- Title card
- Directed by: M. Bhaskar
- Written by: M. Bhaskar
- Produced by: M. Bhaskar
- Starring: Sivakumar Ambika
- Cinematography: Viswam Natrajan
- Edited by: M. Vellaisamy
- Music by: Shankar–Ganesh
- Production company: Oscar Movies
- Distributed by: Oscar Movies
- Release date: 9 October 1982;
- Country: India
- Language: Tamil

= Theerpugal Thiruththapadalam =

Theerpugal Thiruththapadalam is a 1982 Indian Tamil-language mystery film produced, directed and written by M. Bhaskar. The film stars Sivakumar, Ambika and Sathyakala. It was released on 9 October 1982, and became a silver jubilee hit.

== Plot ==
Rajesh is a legal advisor of a company. His wife Radha is possessive and argues with her husband. She suspects her husband is having affair with his staff. Radha has a habit, whereby she sleeps off after her anger or argues with Rajesh. Rajesh further consults with his doctor, that Radha could be possessive towards Rajesh and request him to visit the clinic the day after. Rajesh returns home, and found, Radha was sleeping. He is shocked to find a man named Lawrence a businessman dead in his house. Rajesh disposes of the body by pushing off in Lawrence's car from a cliff.

Rajesh returns home. He inquires generally about any visitor who came by to their house. However, Radha cannot remember things happen after she woke up. Rajesh learns from a newspaper that police suspect foul play in Lawrence's death. He visits Lawrence's shop and learns from salesman Kamal that Lawrence is a womaniser. Kamal further tells Rajesh that Lawrence's wife often visits Lawrence's office and argues with him. Rajesh admits Radha to a sanatorium regarding Radha's health issues.

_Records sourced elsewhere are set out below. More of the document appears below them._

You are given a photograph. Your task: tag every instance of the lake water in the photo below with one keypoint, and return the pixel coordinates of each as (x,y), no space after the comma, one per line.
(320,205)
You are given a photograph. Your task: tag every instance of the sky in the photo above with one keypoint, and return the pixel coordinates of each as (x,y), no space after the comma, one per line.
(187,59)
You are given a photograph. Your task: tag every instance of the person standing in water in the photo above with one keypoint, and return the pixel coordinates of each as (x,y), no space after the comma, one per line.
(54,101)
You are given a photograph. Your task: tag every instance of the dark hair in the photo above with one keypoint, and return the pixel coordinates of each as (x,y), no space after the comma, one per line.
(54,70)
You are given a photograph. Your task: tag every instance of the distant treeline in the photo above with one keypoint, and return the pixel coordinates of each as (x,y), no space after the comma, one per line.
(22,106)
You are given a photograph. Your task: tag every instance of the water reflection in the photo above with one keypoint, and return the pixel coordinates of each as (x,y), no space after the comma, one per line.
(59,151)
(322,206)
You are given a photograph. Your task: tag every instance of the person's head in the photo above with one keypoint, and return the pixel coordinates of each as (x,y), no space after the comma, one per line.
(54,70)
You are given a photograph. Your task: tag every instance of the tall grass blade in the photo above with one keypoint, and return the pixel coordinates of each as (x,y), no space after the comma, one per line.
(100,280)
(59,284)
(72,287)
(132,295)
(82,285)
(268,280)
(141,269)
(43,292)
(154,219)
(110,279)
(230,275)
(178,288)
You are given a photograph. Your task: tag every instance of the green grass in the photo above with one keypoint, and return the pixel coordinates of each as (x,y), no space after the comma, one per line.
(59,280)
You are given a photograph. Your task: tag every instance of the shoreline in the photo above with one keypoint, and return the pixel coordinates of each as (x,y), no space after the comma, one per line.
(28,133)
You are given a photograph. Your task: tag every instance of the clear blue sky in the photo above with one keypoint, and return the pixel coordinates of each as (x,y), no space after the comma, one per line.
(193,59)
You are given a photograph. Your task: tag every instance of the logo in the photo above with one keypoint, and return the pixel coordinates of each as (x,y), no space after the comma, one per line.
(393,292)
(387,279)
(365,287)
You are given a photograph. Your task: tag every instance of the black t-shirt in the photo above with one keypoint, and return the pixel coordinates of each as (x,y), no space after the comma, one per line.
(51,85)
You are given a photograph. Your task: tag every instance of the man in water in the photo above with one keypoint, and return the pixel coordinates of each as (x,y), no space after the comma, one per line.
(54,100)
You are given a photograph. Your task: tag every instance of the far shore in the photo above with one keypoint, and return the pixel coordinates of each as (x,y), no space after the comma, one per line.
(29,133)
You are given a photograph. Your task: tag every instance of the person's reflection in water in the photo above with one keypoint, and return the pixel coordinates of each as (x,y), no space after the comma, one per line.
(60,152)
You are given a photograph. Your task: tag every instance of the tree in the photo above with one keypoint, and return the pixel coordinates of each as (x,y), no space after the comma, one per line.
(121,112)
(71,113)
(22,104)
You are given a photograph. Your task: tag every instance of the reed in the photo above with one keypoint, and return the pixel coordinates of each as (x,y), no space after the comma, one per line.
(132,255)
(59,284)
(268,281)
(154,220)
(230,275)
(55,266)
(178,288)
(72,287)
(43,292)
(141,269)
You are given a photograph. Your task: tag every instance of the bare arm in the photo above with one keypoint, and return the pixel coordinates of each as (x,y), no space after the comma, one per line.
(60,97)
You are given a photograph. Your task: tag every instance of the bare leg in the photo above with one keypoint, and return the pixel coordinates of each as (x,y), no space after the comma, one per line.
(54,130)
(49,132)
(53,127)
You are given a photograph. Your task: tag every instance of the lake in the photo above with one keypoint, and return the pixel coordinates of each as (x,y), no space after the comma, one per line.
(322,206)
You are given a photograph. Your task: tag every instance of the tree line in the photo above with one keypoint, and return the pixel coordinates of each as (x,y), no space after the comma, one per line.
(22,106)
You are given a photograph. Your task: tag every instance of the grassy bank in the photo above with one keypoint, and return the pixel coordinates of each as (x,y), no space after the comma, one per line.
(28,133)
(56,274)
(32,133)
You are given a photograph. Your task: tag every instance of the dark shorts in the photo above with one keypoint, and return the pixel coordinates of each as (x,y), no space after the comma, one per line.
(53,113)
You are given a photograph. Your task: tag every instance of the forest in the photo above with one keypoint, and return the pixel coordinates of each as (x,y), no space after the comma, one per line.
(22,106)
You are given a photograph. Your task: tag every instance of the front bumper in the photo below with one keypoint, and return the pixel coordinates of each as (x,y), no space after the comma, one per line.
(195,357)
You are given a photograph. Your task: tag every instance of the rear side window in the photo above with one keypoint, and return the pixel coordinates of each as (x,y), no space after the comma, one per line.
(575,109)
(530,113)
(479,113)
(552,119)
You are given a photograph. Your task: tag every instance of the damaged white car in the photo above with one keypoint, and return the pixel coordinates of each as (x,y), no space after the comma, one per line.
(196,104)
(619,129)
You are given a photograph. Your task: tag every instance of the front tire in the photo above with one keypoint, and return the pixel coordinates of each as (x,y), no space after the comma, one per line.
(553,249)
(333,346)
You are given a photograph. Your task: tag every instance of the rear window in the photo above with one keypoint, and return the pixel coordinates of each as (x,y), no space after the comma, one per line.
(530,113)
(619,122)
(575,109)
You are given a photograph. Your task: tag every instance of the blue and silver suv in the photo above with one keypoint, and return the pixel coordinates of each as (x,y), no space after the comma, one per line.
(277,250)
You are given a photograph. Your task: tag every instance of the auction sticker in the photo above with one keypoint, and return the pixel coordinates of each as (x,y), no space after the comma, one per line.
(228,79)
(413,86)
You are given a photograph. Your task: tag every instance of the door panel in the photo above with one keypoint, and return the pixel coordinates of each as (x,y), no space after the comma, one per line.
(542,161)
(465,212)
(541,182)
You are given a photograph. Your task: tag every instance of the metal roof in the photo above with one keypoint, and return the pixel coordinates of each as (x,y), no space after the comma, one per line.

The police begin their investigation. They suspect Sheila. However, due to guilt feeling, Rajesh rescues Sheila by giving false witnesses and saves her. After few days, the moneylender asks for payment to her deceased husband Lawrence's huge debts. She informs Rajesh that both Radha and Lawrence are having affair. Rajesh at first, does not believe the affair. Sheila blackmails emotionally Rajesh. Rajesh borrows money from his father in law and gives to Sheila so as not to reveal this matter. Police secretly observing Rajesh and Sheila. The rest of the plot has some events leading to suspicious and revealing the mystery at the end.

== Soundtrack ==
The soundtrack was composed by Shankar–Ganesh.

Track listing
| No. | Title | Lyrics | Singer(s) | Length |
|---|---|---|---|---|
| 1. | "Raagam Thaalam Pallavi" | Kuruvikarambai Shanmugam | S. P. Balasubrahmanyam, Vani Jairam |  |
| 2. | "Oru Ooril" | Pulamaipithan | P. Jayachandran |  |

== Release and reception ==
Because of the failure of a previous Bhaskar film Soolam, distributors were reluctant to buy the film, prompting Bhaskar to release it himself all over Tamil Nadu. However it received positive response, and distributors bought the film from Bhaskar for the price he quoted. Thiraignani of Kalki praised the acting of Sivakumar and Ambika, humour of Y. G. Mahendran and concluded saying after so many days, a film which does not bore. There is no amendment to the judgment.